This stuff can be looked up online in much greater detail than this, but this is my process.
If anyone needs inspiration on processing, I pulled up a track (listen here, or below) and decided to share the effect chain (and effects used) on the main rhythm guitars.
In fact, I think this was essentially used on all 5 guitars in this track, just with some different EQ curves and possibly a cab change or two.
In a nutshell, you basically just want to have an amp (the guts) going into a cabinet (the speaker). Everything else is basically just there to beef up your sound, which can include distortion (typically before the amp, as seen with guitar pedals in real life), reverbs after the distortion (but go easy, willya?) and since we have the power, maybe even some EQ and compression way after the ‘guts’ because we also have the power of mixing in a DAW.

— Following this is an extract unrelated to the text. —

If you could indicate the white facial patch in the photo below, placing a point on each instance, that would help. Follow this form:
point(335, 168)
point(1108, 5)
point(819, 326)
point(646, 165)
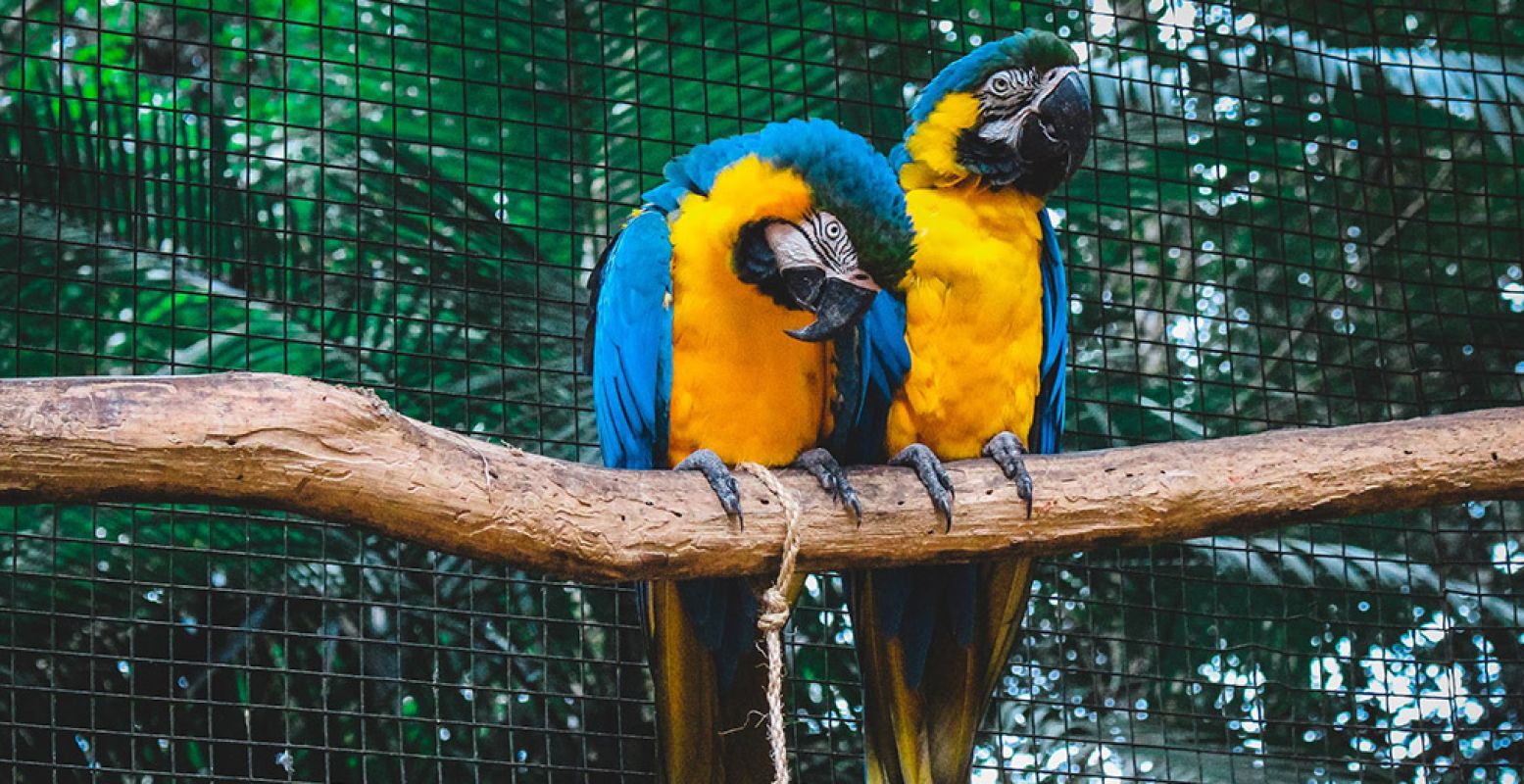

This is the traditional variety though. You have a DAW, so don’t be afraid to go nuts. Switch the order. Once you know the ‘rules’, it’s extremely rewarding to break them.
Here’s the meat and potatoes opened up: Guitar rig (distortion), TH3 (amp), NadIR (cabinet).
Again, this is the traditional approach because I was making melodeth and I wanted it to sound somewhat realistic. As you can see, the only thing(s) left on the chain were a simple reverb followed by an EQ, which will be track-specific for anybody’s individual mix, and probably doesn’t need to be shown.
Onto my routing situation…
As you can see, I use strictly basic L-C-R panning, dual tracking on the rhythm, mostly dual tracking on the lead, and sometimes (as you’ll see soon) even quad tracking. This is a somewhat traditional approach, since I’m not going for anything experimental. Some ‘traditional’ (metal) bands have been known to go as high as stacking 4 rhythm tracks per channel (left and right, respectively), so even in a fairly normal scenario you can go kind of nuts.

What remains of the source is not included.